Python and Java Compared?

Dave Brueck dbrueck at edgix.com
Mon Apr 2 09:57:50 EDT 2001


[Assuming this isn't a troll]

"Dry Ice" <nomail at nomail.com> wrote in message news:3ac6f744_1 at news4.newsfeeds.com...
> First, I'd most like to hear from those
> who have some balanced experience at BOTH,
> as opposed to 'fans' of one or the other who
> have only dabbled in a secondary effort.
> 
> I would like to select one development environment
> to manage everything in a cluster-server project,
> from accounting-database to server CGI to distributed
> computing jobs.
> 
> Platform: Linux, and a few Windows machines- at
> least at the beginning.
> 
> If you had to choose...

I did choose, and I chose Python. Java has the worst of compiled and interpreted languages - you have to go through the compile step, but it's still slow. Java liked to hype up "Write Once, Run Anywhere", but with Python it actually works. Development in Python is faster, maintenance costs are lower, and fancier stuff like interfacing with a C/C++ library makes JNI look embarrassingly convoluted.
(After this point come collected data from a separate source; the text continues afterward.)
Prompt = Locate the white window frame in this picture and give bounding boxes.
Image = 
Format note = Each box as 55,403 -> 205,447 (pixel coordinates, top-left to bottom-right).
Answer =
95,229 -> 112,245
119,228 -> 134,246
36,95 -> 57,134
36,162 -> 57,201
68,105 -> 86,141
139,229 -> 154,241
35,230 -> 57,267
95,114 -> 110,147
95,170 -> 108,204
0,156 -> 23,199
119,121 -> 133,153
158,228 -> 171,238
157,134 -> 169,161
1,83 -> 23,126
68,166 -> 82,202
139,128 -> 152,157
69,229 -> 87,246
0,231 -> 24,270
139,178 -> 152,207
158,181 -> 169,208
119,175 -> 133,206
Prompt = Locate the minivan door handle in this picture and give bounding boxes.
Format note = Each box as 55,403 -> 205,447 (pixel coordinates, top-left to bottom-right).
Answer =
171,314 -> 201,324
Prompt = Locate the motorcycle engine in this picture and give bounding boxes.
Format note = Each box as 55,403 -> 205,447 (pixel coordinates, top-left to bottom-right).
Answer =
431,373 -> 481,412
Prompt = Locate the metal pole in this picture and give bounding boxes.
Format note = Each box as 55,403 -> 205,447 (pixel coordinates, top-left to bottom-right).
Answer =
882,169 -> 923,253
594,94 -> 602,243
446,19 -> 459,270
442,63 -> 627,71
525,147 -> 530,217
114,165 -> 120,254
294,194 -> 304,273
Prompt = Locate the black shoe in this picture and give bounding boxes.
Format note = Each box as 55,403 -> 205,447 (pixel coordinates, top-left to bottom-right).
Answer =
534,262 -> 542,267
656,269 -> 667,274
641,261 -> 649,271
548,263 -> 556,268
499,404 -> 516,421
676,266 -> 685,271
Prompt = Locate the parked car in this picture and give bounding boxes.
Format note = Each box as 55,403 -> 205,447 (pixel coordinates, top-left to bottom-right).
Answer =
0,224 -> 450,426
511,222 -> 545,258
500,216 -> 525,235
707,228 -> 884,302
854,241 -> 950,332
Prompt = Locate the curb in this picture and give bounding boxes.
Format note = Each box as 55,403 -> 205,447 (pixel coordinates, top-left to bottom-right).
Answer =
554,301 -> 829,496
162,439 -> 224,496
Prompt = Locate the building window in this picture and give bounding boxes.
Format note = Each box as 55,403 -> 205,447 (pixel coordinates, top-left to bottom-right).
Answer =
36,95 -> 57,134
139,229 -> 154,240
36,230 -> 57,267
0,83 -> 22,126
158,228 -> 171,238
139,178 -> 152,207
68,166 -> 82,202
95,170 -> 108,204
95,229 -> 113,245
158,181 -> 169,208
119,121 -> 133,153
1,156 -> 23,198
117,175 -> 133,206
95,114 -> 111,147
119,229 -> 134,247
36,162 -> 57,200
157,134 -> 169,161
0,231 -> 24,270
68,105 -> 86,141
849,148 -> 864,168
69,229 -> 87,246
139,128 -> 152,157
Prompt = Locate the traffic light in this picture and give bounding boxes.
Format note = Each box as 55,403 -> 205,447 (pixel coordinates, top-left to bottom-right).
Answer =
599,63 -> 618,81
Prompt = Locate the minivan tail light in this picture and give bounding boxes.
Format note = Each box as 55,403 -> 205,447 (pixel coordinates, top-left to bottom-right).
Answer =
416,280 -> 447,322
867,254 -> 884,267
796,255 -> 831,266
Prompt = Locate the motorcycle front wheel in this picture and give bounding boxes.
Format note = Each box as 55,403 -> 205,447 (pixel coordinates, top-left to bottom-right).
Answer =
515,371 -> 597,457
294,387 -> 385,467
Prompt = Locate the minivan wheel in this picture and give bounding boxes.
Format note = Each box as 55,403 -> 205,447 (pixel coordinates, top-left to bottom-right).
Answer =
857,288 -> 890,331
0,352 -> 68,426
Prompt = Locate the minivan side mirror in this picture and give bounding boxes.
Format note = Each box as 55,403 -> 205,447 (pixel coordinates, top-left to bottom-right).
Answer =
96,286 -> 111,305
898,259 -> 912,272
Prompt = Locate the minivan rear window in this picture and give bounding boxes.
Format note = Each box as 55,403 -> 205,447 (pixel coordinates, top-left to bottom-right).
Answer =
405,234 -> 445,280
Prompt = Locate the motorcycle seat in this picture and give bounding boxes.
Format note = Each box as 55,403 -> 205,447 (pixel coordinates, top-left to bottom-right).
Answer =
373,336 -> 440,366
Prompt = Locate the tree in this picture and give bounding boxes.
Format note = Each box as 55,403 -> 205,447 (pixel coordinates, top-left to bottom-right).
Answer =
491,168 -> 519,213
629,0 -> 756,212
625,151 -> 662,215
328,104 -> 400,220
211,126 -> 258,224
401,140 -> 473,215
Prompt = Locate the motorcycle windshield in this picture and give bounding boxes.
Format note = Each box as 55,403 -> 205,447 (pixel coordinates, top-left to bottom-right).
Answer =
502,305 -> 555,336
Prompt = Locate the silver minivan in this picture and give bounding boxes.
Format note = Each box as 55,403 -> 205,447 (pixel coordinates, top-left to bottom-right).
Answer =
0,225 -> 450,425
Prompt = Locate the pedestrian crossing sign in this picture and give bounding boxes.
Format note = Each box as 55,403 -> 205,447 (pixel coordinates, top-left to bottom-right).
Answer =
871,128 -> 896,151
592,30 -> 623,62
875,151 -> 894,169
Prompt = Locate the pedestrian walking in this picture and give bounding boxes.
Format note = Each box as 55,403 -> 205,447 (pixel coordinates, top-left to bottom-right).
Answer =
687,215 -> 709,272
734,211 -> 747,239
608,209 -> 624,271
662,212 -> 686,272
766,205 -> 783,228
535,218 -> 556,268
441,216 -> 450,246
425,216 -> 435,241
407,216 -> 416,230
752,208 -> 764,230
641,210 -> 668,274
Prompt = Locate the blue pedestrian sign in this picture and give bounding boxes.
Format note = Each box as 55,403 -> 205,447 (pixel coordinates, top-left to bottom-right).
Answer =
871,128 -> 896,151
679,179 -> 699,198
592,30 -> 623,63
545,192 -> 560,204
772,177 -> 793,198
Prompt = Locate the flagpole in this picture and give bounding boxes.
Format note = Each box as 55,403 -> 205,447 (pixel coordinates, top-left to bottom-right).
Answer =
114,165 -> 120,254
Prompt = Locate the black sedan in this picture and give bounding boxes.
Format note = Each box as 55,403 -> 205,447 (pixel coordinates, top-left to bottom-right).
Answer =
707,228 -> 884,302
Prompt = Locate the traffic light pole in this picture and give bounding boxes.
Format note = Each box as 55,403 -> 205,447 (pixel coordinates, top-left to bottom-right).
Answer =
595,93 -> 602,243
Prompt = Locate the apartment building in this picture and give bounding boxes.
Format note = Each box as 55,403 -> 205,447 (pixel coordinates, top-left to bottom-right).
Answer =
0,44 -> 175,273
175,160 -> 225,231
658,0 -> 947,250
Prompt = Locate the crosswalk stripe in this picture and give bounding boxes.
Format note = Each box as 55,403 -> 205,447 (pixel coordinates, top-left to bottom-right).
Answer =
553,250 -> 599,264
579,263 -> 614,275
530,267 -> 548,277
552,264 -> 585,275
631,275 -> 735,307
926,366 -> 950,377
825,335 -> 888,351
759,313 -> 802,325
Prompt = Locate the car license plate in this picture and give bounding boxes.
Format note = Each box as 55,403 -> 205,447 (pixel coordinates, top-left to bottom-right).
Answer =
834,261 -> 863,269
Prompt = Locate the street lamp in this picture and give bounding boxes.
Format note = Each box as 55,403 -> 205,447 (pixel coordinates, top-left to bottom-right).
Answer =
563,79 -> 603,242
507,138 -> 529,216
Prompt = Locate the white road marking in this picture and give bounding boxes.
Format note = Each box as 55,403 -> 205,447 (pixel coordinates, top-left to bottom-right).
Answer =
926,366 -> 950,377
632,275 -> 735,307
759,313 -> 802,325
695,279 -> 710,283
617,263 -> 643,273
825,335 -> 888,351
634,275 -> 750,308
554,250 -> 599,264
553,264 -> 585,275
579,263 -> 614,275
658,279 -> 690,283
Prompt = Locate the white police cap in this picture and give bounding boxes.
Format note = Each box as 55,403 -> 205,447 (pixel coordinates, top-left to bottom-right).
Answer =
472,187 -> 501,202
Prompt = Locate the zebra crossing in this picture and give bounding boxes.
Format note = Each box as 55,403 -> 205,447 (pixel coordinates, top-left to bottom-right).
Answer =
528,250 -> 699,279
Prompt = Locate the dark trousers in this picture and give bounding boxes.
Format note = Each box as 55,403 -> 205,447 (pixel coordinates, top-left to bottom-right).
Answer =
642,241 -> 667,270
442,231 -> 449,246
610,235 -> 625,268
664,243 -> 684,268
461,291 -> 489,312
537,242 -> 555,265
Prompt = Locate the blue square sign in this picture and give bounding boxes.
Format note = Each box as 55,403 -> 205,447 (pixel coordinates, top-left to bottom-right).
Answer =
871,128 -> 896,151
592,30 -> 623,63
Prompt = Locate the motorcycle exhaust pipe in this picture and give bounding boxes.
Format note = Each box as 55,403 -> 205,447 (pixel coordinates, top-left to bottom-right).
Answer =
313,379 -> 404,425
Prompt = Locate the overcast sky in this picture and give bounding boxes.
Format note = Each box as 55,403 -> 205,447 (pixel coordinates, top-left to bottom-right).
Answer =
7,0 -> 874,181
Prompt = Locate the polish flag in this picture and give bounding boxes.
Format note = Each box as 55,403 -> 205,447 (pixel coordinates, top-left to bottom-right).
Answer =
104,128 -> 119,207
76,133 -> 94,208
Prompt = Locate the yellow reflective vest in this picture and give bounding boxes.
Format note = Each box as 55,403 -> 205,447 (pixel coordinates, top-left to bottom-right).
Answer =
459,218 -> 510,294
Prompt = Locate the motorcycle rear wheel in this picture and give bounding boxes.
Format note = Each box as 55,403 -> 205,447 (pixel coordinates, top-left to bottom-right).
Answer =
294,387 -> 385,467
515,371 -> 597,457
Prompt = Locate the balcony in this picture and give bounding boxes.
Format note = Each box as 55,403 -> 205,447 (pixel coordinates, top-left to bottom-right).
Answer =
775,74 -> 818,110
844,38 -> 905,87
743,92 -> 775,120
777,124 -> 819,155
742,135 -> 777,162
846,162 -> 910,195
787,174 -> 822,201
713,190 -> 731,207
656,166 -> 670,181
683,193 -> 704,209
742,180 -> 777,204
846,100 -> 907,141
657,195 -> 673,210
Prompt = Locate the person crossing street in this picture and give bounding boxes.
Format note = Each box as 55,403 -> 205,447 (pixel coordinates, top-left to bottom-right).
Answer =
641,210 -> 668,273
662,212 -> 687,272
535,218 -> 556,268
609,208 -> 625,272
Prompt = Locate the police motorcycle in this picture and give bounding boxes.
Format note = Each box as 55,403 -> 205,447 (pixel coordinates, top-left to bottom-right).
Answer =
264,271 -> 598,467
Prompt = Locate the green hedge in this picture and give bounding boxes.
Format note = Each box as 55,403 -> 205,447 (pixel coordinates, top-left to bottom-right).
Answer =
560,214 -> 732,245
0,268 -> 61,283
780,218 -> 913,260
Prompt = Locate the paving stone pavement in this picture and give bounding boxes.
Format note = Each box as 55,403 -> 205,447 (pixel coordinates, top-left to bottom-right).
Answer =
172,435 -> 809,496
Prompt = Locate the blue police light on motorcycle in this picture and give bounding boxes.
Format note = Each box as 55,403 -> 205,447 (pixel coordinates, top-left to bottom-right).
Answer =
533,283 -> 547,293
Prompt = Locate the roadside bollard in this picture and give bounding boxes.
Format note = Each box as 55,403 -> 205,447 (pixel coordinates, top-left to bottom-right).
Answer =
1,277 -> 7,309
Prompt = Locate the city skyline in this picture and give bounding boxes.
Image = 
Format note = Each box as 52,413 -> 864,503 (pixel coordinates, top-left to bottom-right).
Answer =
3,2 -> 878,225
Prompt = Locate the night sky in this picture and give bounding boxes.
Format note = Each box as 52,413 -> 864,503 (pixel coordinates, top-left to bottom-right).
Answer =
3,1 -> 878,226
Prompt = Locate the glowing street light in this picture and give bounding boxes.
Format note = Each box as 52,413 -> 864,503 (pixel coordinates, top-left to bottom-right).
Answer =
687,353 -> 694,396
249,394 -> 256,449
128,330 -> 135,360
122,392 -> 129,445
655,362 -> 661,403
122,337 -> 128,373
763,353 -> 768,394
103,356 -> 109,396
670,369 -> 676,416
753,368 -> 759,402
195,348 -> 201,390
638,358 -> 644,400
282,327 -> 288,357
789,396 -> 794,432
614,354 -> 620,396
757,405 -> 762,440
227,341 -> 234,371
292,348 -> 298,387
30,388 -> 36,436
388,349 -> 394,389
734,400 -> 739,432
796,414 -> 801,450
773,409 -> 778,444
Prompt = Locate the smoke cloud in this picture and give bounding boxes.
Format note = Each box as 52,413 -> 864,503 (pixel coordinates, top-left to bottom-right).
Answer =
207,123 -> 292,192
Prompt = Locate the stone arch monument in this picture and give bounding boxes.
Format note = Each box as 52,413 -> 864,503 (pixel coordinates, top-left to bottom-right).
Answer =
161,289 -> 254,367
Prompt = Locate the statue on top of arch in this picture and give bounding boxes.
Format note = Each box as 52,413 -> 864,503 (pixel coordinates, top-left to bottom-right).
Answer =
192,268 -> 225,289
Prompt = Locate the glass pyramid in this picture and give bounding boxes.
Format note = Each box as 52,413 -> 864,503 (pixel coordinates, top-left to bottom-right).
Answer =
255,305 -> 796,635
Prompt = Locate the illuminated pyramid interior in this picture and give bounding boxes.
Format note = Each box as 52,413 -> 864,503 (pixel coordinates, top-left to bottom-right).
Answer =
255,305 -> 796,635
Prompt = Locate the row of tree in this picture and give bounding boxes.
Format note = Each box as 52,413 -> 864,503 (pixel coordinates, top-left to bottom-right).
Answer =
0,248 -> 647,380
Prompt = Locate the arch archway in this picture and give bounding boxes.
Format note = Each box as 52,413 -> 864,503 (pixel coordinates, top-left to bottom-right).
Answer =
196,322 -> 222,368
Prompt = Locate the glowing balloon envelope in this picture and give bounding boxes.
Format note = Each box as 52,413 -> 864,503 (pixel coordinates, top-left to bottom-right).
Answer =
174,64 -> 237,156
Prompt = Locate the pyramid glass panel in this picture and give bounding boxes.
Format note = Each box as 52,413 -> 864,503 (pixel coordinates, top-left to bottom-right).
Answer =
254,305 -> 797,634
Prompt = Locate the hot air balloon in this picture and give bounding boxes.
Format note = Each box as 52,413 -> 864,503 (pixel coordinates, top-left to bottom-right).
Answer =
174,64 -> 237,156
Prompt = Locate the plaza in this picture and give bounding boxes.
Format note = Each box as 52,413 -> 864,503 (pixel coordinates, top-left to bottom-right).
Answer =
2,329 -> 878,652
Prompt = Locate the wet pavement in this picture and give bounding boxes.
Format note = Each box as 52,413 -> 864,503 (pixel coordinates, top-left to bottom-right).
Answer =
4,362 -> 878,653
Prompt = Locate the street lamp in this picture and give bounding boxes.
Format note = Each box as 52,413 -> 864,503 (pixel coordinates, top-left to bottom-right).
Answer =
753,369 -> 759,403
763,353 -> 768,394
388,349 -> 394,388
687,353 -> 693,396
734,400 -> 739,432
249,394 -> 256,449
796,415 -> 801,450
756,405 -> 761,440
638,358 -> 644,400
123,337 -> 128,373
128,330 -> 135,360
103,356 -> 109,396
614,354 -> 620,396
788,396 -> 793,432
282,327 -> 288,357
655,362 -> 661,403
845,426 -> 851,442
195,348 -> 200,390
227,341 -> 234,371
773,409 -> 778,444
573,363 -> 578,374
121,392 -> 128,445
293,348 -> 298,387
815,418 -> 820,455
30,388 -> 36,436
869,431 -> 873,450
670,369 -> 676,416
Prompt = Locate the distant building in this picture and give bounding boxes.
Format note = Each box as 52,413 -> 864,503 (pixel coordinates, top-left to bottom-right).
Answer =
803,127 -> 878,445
Swing is too slow to be useful, and Java GUIs in general are pretty clumsy and look like toys. Python, however, doesn't blush when you ask it to work with other languages/libraries, so Python GUI apps use wxPython, PyGTK, etc and look and act slick, fast, and professional.

I used Java for several years and then learned Python, after which I wrote only ONE Java program. Writing it convinced me that I could never go back to Java again. With very little tradeoff, programming in Python lets you focus on all the fun stuff while ignoring the tiring and tedious work.